LeetCode - Strobogrammatic Number III
Problem description
A strobogrammatic number is a number that looks the same when rotated 180 degrees (looked at upside down).
Write a function to count the total strobogrammatic numbers that exist in the range of low <= num <= high.
Example:
1
2
3
Input: low = "50", high = "100"
Output: 3
Explanation: 69, 88, and 96 are three strobogrammatic numbers.
Note:
- Because the range might be a large number, the low and high numbers are represented as string.
Analysis
Note that the ways to compose a strobogrammatic number is limited.
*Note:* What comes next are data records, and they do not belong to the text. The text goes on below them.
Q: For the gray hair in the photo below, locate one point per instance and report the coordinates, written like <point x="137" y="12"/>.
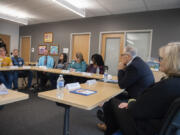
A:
<point x="171" y="54"/>
<point x="131" y="51"/>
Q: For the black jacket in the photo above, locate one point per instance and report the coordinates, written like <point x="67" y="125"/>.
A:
<point x="135" y="77"/>
<point x="150" y="108"/>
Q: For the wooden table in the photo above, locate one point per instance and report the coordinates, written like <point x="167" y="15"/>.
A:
<point x="105" y="91"/>
<point x="55" y="71"/>
<point x="12" y="96"/>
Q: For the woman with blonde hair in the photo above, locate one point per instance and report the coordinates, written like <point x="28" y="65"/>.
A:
<point x="145" y="116"/>
<point x="78" y="64"/>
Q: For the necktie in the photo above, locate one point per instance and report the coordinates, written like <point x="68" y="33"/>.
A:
<point x="45" y="61"/>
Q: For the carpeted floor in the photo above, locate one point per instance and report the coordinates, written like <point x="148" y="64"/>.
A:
<point x="37" y="116"/>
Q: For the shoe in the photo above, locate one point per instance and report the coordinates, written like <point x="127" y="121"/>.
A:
<point x="102" y="126"/>
<point x="100" y="115"/>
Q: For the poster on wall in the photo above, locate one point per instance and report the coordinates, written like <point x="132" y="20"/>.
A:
<point x="48" y="37"/>
<point x="41" y="49"/>
<point x="54" y="50"/>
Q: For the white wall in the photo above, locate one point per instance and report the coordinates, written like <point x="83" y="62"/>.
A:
<point x="11" y="29"/>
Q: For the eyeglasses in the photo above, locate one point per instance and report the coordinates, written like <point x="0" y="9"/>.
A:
<point x="160" y="58"/>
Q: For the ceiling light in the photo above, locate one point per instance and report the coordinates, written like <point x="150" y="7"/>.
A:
<point x="68" y="5"/>
<point x="13" y="15"/>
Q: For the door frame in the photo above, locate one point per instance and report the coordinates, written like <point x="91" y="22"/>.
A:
<point x="125" y="37"/>
<point x="21" y="44"/>
<point x="9" y="43"/>
<point x="71" y="43"/>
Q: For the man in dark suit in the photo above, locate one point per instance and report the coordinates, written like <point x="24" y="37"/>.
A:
<point x="134" y="76"/>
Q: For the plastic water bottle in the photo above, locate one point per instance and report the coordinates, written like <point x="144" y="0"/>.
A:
<point x="97" y="70"/>
<point x="105" y="76"/>
<point x="60" y="86"/>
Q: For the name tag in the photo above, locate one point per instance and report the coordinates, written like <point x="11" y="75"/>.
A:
<point x="65" y="71"/>
<point x="27" y="67"/>
<point x="43" y="67"/>
<point x="13" y="67"/>
<point x="72" y="86"/>
<point x="3" y="90"/>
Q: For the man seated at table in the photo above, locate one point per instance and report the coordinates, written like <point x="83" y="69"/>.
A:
<point x="6" y="77"/>
<point x="18" y="61"/>
<point x="134" y="76"/>
<point x="47" y="61"/>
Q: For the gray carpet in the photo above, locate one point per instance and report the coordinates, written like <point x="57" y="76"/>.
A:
<point x="37" y="116"/>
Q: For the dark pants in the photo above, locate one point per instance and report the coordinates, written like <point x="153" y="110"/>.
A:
<point x="18" y="74"/>
<point x="6" y="77"/>
<point x="118" y="119"/>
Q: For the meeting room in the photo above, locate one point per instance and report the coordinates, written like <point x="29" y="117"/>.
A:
<point x="90" y="67"/>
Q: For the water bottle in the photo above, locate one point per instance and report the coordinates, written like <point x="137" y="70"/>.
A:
<point x="105" y="76"/>
<point x="97" y="70"/>
<point x="60" y="86"/>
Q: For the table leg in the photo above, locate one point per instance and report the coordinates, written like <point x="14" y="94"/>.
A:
<point x="66" y="118"/>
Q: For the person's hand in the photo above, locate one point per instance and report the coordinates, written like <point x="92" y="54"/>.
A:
<point x="123" y="105"/>
<point x="121" y="66"/>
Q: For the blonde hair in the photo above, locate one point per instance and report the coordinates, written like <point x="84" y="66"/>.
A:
<point x="171" y="54"/>
<point x="79" y="56"/>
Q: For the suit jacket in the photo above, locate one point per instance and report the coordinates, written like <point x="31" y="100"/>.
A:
<point x="135" y="77"/>
<point x="150" y="108"/>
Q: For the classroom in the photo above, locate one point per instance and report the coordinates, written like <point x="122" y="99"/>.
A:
<point x="90" y="67"/>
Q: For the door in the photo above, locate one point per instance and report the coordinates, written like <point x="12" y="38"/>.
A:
<point x="111" y="50"/>
<point x="26" y="48"/>
<point x="81" y="43"/>
<point x="6" y="39"/>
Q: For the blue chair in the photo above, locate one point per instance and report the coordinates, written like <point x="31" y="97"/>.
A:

So that we can use backtrack to do this and check if it’s in that range.
1
2
3
4
5
6
7
8
9
10
11
12
13
14
15
16
17
18
19
20
21
22
23
24
25
26
27
28
29
30
31
32
33
34
class Solution {
private static final char[][] pairs = { {'0', '0'}, {'1', '1'}, {'6', '9'}, {'8', '8'}, {'9', '6'} };
public int strobogrammaticInRange(String low, String high) {
int[] count = {0};
for (int len = low.length(); len <= high.length(); len++) {
char[] c = new char[len];
dfs(low, high, c, 0, len - 1, count);
}
return count[0];
}
public void dfs(String low, String high , char[] c, int left, int right, int[] count) {
if (left > right) {
String s = new String(c);
if ((s.length() == low.length() && s.compareTo(low) < 0) || (s.length() == high.length() && s.compareTo(high) > 0)) {
return;
}
count[0]++;
return;
}
for (char[] p : pairs) {
c[left] = p[0];
c[right] = p[1];
if (c.length != 1 && c[0] == '0') {
continue;
}
if (left == right && p[0] != p[1]) {
continue;
}
dfs(low, high, c, left + 1, right - 1, count);
}
}
}
What to improve
- analysis the complexity and then find the solution.